FCA pushes forward with LTAF investment proposals

The Financial Conduct Authority (FCA) has finalised the rules for its Long-term Asset Fund (LTAF) framework in an effort to encourage greater investment in long-term illiquid assets and generate better returns for pension savers.

The LTAF will be a new FCA-regulated fund that is designed specifically to help investment in assets including venture capital, private equity, private debt, real estate and infrastructure.

It is expected to address the “market failure” of defined contribution (DC) pension schemes not investing in long-term illiquid assets, despite having the investment horizon to do so.

The fund was designed to secure an appropriate degree of protection for consumers, with protections build into the structure that are commensurate with the degree of risk from investing in a fund that is predominantly exposed to illiquid assets.

The FCA acknowledged that these protections cannot remove all investment risk, clarifying however, that it secures an "appropriate level" of consumer protection for investors to whom an LTAF can be marketed or offered as part of a DC pension scheme default strategy.
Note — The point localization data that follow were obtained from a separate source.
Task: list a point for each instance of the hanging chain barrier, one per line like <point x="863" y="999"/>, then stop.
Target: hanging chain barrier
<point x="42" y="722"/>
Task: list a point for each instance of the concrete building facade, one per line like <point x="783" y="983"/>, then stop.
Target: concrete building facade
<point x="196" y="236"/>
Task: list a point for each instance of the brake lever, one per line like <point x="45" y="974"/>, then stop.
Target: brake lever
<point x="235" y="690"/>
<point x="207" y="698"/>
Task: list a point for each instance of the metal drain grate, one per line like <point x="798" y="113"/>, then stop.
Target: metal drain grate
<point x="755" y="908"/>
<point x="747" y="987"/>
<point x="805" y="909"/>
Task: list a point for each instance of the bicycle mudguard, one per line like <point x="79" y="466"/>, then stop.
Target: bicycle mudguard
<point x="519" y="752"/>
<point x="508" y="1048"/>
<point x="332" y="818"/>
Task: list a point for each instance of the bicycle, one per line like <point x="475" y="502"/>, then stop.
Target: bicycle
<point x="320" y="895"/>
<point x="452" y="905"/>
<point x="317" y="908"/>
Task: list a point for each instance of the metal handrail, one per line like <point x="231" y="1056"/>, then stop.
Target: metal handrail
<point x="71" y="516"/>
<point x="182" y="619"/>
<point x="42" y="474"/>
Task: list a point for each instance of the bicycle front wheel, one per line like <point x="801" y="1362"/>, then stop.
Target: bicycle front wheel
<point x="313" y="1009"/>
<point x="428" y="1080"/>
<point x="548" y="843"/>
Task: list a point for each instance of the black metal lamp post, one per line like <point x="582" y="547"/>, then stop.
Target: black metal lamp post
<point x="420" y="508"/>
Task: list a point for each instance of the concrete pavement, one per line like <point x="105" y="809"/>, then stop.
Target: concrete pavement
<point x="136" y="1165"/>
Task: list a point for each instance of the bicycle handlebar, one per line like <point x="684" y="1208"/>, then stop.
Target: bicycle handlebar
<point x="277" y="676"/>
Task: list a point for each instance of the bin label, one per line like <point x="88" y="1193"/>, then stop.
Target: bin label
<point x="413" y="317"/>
“The LTAF means that scheme members now have better opportunities to benefit from potential illiquidity premiums of long-term illiquid assets,” it stated.

“By requiring the LTAF’s redemption terms to match the liquidity of the underlying investments, we consider this will help advance our market integrity objective.”

The FCA has also confirmed that it will push ahead with proposed amendments to permitted link rules, including removing the 35 per cent limit for LTAF-linked funds that form part of the default arrangement of a pension scheme.

The amendments are expected to allow more flexibility in the the use of illiquid assets via the LTAF, to enable more flexibility in the construction of DC scheme portfolios while maintaining an adequate level of protection for DC default scheme investors.

Whilst the FCA has confirmed that it will not be adding specific sustainability disclosures to the rules, it clarified that the government's recently announced sustainability disclosure regime is anticipated to apply to LTAFs.

Commenting on the plans, FCA chief executive, Nikhil Rathi, said: "We are supporting fresh collaborative thinking designed to improve the effectiveness of UK markets while protecting standards.

“If this innovative fund structure, created by our rules, is taken up by the asset management industry, it may provide alternative routes to returns for investors, while supporting economic growth and the transition to a low carbon economy."

The FCA also confirmed that whilst the LTAF will be treated as an non-mainstream pooled investment and will initially be marketed to professional investors, such as DC pension schemes, it will be consulting next year on the potential for widening the distribution of the LTAF to certain retail investors, as recently recommended by the Productive Finance Working Group.